Land prices in Ireland are among the most expensive in the EU, with tillage lands in the south-east representing the highest value land sales in the country, according to data released by Eurostat.
The agency reported that last year, grassland went for around €5,500/ac and tillage ground made €12,880/ac.
Luxembourg was the country with higher priced tillage lands while both Luxembourg and Slovenia were the only ones to exceed Irish prices for grassland.
However, no up-to-date data from the Netherlands – where prices surpassed the €28,000/ac mark in 2020 - was included in this year’s figures.
The highest prices paid for permanent grassland in Ireland were paid in the south at an average of €7,200/ac paid in 2021, Eurostat’s figures show.
Permanent grassland made €6,090/ac in the east and midlands, as grass parcels in the north and west averaged out at €3,950/ac.
An acre of permanent grassland could be bought for an average of €570 in Bulgaria, the cheapest EU country for buying land in 2021.
Arable land was dearer to buy than grassland in 2021 in the majority of EU countries.
Luxembourg’s tillage average was only country-wide value to exceed Ireland’s in Eurostat’s data but again, no Dutch figures were included in the reporting on last year.
Arable land in the south of Ireland made around €13,150/ac, falling slightly to €12,720/ac in the eastern and midland region.
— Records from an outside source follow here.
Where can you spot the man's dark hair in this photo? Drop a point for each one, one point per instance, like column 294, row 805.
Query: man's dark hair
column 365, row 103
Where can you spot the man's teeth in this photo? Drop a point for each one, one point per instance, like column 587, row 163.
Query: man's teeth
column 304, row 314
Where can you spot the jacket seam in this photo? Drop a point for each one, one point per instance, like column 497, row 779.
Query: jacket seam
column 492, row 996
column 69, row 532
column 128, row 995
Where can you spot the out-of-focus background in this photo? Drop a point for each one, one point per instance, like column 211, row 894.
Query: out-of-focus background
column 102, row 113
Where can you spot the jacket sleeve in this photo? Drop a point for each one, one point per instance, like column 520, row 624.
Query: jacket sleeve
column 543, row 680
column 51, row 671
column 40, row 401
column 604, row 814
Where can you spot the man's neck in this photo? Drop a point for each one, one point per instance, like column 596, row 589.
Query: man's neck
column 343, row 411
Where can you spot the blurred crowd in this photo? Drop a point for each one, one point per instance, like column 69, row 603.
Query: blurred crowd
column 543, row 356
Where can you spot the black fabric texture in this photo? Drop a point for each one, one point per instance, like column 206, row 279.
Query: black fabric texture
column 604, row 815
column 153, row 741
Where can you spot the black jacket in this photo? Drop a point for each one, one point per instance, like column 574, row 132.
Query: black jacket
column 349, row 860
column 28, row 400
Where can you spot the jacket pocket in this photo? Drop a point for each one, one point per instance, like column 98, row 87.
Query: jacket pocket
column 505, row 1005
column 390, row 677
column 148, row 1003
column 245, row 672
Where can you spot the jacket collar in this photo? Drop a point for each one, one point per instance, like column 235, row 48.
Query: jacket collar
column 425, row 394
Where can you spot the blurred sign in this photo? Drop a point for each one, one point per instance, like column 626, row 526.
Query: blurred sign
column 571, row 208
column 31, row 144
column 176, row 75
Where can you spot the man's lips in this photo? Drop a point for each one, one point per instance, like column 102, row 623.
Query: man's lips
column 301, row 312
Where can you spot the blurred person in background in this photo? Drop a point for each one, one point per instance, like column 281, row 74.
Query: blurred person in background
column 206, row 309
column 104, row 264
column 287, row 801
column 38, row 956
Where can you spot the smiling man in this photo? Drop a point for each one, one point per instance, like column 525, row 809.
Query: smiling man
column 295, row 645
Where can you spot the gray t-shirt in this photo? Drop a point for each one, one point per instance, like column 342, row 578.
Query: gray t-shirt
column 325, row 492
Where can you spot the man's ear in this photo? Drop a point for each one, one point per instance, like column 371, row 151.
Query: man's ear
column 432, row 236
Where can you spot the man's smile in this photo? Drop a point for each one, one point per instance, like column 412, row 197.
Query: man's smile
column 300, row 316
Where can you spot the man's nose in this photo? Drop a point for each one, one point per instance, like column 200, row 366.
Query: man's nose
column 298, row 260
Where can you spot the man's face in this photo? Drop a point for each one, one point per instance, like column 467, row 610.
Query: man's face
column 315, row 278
No tillage prices were reported for the north-west.
Tillage ground were reported to have made an average of €12,880/ac here in Ireland, only being bet by some regions of Italy, Spain and Luxembourg.
Again no data was included for the Netherlands, where tillage land topped the tables in 2020 at an average of €23,600/ac back in 2020.
Parcels under tillage on the Canary Islands in Spain set buyers back an average of €48,000/ac, although far lower prices in other regions of Spain brought the national arable average back to €5,180/ac there.